As we step into the new year, celebrate the transition with an early dose of spring by “forcing” some winter branches or dormant bulbs. (Not as violent as it sounds, forcing simply means encouraging plants to believe it is a different time of year—in this case, not winter—so that they bloom.) A sunny January day is the perfect time to head out, loppers in hand to find branches for such projects, and potting up bulbs indoors isn’t a bad way to spend some hours of stormy mid-winter weather.
Quince, plum, forsythia, witchhazel, willow, apple or pear all make fine forcing subjects. Carefully select branches that have numerous flower buds. Don’t let them dry out—plunge the branches into warm water within twenty minutes of cutting. Change the water every few days, and store out of direct sunlight. Maintain cool (50-60◦F), humid conditions; a large plastic bag or tarp can help. The closer to their normal bloom time, the more quickly the buds will open—generally 1-4 weeks. Arrange the branches as their buds begin to swell; once they’re open, move to a brighter location. Cooler temperatures will help flowers last.
Although most bulbs require months of cold before bloom, a few are quicker. Amaryllis and paperwhites are both ideal for forcing.
Plant amaryllis in a container 1-2” wider than the bulb’s diameter. Leave one-third to one-half of the bulb’s top above the soil. Place in a sunny, warm (55◦) location. Keep moist, especially once flowering begins.
To force paperwhites, fill a shallow container with 2-3” of pebbles, sand, or soil. Set bulbs on top (pointy side up) and add enough medium to hold them in place. Water well in cool (55-60◦), low light until roots develop. Move to the sunlight to bloom.

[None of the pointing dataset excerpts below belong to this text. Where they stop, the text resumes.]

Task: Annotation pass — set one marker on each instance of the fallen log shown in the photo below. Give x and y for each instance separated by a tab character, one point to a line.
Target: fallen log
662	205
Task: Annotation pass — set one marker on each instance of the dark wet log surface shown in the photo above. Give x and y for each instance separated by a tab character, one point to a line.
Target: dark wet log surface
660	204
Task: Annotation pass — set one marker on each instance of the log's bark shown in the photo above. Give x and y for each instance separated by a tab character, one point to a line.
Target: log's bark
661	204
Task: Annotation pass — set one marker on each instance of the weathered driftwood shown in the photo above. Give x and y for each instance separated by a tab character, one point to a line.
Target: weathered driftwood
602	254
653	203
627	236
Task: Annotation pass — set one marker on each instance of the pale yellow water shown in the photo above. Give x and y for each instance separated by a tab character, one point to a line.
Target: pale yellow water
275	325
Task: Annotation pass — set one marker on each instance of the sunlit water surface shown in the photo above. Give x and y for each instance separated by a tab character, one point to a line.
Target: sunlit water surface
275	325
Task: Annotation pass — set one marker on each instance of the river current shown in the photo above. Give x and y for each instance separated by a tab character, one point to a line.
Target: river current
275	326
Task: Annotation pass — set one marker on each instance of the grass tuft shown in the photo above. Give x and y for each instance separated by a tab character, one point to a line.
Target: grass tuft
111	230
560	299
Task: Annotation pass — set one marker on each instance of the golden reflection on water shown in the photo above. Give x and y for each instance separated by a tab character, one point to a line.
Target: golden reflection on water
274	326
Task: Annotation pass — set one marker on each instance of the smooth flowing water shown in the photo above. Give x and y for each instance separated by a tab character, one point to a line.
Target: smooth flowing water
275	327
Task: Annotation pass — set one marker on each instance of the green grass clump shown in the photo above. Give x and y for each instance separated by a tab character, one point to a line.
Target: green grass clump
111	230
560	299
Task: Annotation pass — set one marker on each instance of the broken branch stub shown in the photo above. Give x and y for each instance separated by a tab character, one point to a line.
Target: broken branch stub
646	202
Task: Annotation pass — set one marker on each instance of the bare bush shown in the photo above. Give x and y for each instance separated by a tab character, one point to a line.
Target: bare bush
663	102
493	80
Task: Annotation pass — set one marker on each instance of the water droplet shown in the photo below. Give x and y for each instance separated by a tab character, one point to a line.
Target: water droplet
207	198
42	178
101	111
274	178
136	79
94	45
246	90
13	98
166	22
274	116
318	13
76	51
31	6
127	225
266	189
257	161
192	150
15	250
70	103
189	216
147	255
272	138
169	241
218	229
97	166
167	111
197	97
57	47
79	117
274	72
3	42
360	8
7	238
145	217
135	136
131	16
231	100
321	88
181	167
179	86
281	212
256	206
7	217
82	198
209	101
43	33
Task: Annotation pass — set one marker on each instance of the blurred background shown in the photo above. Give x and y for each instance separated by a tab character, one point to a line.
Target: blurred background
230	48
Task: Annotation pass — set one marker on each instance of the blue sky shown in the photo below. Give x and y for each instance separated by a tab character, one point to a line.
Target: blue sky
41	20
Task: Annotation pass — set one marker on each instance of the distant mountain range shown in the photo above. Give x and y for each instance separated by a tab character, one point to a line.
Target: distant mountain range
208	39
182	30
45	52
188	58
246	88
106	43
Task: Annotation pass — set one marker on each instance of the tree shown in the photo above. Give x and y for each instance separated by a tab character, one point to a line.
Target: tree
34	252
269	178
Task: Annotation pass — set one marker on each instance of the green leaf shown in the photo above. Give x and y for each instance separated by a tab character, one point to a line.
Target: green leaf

After flowering, most bulbs are too exhausted to bloom another season. If you can’t bear to throw them on the compost pile, cut off the flowers, and keep the leafy bulbs watered until they can go outside. After a season of recovery planted in the ground, hardy bulbs can resume a normal life, blooming in sync with their unforced brethren. But dig up tender bulbs– such as Amaryllis– before hard frosts and repot them indoors. With fresh soil and fertilizer, Amaryllis usually bloom every winter– you’ll be amazed by the increased size of your bulb after it summers in the garden!
These “forced” glimpses of spring might just help you endure a few more dark and cold days of winter.